U kunt meerdere procedures valideren door deze tegelijkertijd te selecteren in het deelvenster 'Procedures' aan de linkerkant. Ga als volgt te werk om een procedure te valideren:
  1. Navigeer op de pagina 'Procedures' naar het deelvenster 'Procedures' aan de linkerkant.
  2. Selecteer de procedure die u wilt valideren en klik op de werkbalk op het pictogram Procedure valideren. U kunt validatie uitvoeren voor verschillende elementen van uw procedure.

    Validatieproblemen worden weergegeven in de kolom Berichten van het dialoogvenster 'Problemen validatieprocedure'. Validatie vindt bijvoorbeeld plaats als het juiste repositorytype is gekozen in het vastleggingsprofiel, als een geïmporteerde procedure fouten bevat zoals ontbrekende inhoudtypen en toewijzingen, niet-overeenkomende namen van de typen activa in de repository en in de procedure, enzovoort. Berichten kunnen lang zijn. Daarom wordt in het dialoogvenster onder de tabel het volledige bericht weergegeven onder Validatiebericht zodra u het bericht selecteert.

  3. Sluit het dialoogvenster nadat u de problemen hebt bekeken.

    Opmerking:

    Met de e-mailvalidatie wordt mogelijk een geldig e-mailadres gerapporteerd als het wachtwoord zojuist is gewijzigd (in de afgelopen twee minuten).

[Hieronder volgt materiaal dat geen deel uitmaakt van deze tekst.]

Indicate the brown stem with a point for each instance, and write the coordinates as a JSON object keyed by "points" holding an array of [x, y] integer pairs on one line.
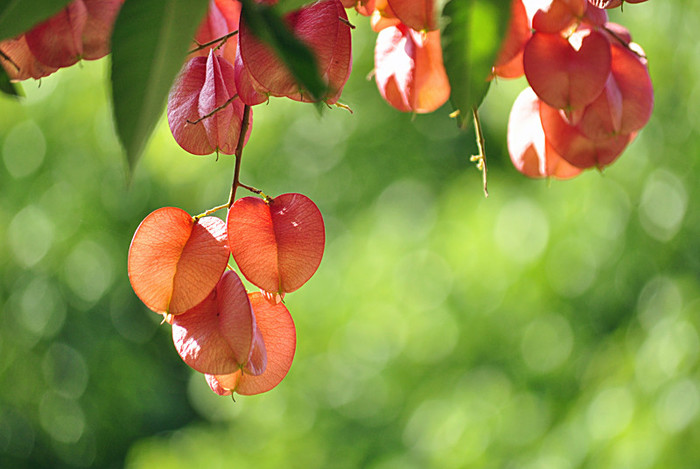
{"points": [[481, 157], [222, 39], [238, 154], [229, 101], [623, 42]]}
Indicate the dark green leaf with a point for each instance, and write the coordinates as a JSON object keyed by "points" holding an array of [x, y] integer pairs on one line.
{"points": [[7, 87], [471, 37], [19, 16], [149, 45], [268, 26]]}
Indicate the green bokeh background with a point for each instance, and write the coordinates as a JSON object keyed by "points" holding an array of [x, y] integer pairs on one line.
{"points": [[554, 325]]}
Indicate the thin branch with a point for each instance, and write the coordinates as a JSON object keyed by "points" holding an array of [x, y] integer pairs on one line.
{"points": [[229, 101], [222, 39], [238, 154], [623, 42], [481, 157], [210, 211], [255, 191]]}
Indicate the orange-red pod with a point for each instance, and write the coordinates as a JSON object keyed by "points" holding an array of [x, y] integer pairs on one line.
{"points": [[552, 16], [175, 261], [220, 335], [529, 150], [278, 245], [81, 30], [409, 70], [279, 334], [576, 148], [420, 15], [567, 73]]}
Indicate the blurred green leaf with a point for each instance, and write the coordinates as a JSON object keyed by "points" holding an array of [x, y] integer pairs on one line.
{"points": [[149, 45], [7, 87], [18, 16], [471, 38], [266, 23]]}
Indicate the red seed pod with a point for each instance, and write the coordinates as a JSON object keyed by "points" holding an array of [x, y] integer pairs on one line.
{"points": [[420, 15], [220, 335], [529, 150], [323, 27], [278, 245], [176, 261], [204, 113], [409, 70], [567, 73], [279, 334]]}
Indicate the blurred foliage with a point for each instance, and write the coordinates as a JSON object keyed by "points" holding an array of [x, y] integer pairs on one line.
{"points": [[553, 325]]}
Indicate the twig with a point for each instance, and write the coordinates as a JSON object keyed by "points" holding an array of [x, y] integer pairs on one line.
{"points": [[481, 157], [222, 39]]}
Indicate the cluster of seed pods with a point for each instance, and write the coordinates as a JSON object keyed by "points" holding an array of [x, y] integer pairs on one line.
{"points": [[80, 31], [243, 342], [590, 90], [408, 66], [206, 103]]}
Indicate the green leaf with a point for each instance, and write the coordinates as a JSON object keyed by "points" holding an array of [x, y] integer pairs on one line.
{"points": [[266, 23], [149, 46], [7, 87], [471, 37], [19, 16]]}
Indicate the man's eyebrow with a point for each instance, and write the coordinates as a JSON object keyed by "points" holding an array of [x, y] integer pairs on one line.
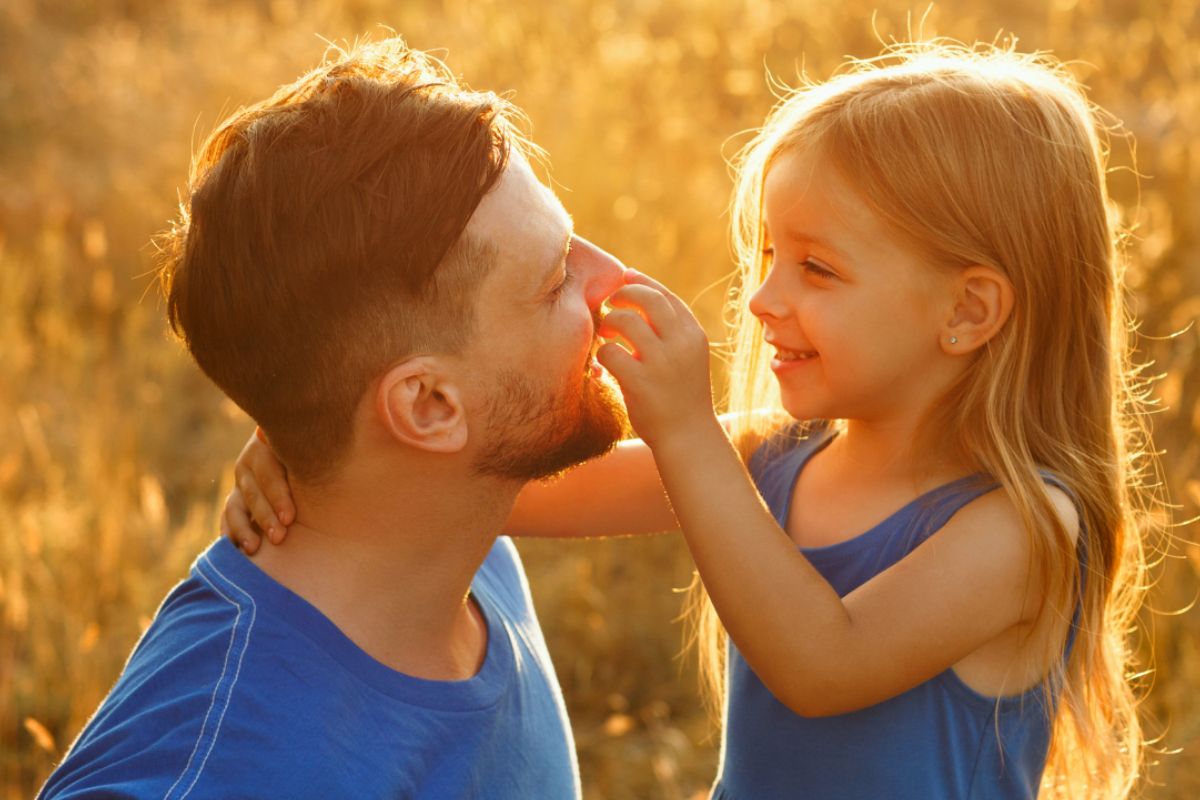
{"points": [[551, 274]]}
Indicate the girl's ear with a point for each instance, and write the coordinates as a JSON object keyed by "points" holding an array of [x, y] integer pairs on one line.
{"points": [[419, 404], [983, 302]]}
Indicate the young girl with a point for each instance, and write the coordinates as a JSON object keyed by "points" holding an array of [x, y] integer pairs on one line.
{"points": [[929, 573]]}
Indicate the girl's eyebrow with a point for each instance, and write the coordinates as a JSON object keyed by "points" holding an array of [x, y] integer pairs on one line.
{"points": [[811, 239]]}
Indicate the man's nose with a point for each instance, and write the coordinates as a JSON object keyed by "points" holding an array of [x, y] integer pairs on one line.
{"points": [[601, 272]]}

Procedure exporteren of importeren

U kunt procedures exporteren en importeren tussen verschillende omgevingen zoals ontwikkelings-, test- en productieomgevingen. Wanneer u een procedure importeert, moet de bijbehorende ID uniek zijn.

Ga als volgt te werk om een procedure te exporteren en te importeren:
  1. Navigeer op de pagina 'Procedures vastleggen' naar het deelvenster 'Procedures' aan de linkerkant.
  2. Selecteer de procedure die u wilt exporteren en klik op Procedure exporteren op de werkbalk.

    Het XML-configuratiebestand voor de procedure wordt gedownload naar uw lokale computer. U kunt de procedurenaam in het bestand desgewenst wijzigen.

  3. Open in het andere systeem de pagina 'Procedures vastleggen' en klik op Procedure importeren op de werkbalk.
  4. Klik in het dialoogvenster Procedure importeren op Bestand kiezen en selecteer het XML-bestand van de procedure die u wilt importeren.
  5. Geef een betekenisvolle naam en beschrijving voor de procedure op in de velden Naam en Beschrijving en klik vervolgens op Verwerken.
    Het bericht dat de import is voltooid, wordt weergegeven.
  6. Klik op Sluiten.
    Deze procedure wordt weergegeven in de lijst met procedures aan de linkerkant.